Training is organized and delivered to target users through campaigns, which may include phishing simulations, training courses, or both. Campaigns also provide reporting and management of your security awareness program.

The Autopilot feature enables you to target users with monthly pre-scheduled training and phishing campaigns to remind users to stay vigilant and keep security in mind. For more information on Autopilot, see Enabling Autopilot. For users who fail phishing simulation campaigns, Training Remediation campaigns will automatically enroll them into training to address the issue.

Best Practices

Consider the following when designing and running campaigns:

• Security training is more effective when it is continuous, unobtrusive, and relevant to users.

  • Consider running phishing simulations and training campaigns monthly to encourage employees to stay vigilant.

  • Tailor campaigns to specific roles, risks, and compliance requirements to keep them relevant to users.

  • Most training courses require only 5 minutes to complete. This makes them easier to complete during busy workdays, leading to better compliance results.

• Participation guidelines should be clear, and everyone should receive training. Include new hires and existing employees at all levels and across every department.
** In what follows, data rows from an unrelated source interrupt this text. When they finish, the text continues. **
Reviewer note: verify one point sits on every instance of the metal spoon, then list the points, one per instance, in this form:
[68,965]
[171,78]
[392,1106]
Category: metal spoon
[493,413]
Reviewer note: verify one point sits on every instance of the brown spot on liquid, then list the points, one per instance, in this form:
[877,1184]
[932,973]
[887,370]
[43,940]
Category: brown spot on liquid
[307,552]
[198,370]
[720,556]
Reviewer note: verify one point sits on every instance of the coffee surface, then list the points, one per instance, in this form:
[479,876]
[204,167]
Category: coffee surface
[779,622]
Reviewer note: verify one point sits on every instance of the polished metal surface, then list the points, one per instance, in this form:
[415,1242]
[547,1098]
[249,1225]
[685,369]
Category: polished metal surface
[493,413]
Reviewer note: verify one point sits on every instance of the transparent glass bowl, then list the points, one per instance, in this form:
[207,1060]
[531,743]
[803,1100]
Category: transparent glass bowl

• Do not assume any level of technical knowledge. Start with essential training on topics like phishing, social engineering, and password best practices, before training on more specific or complicated topics.

• Communicate new security risks as they arise.

• Share aggregated testing results with users and acknowledge employee participation to raise awareness and encourage engagement.

• Measure and report routinely to evaluate the success of your campaigns. Remember that behavioural change takes time.

• Be aware that casual discussion between users about a phishing test may skew the accuracy of the results.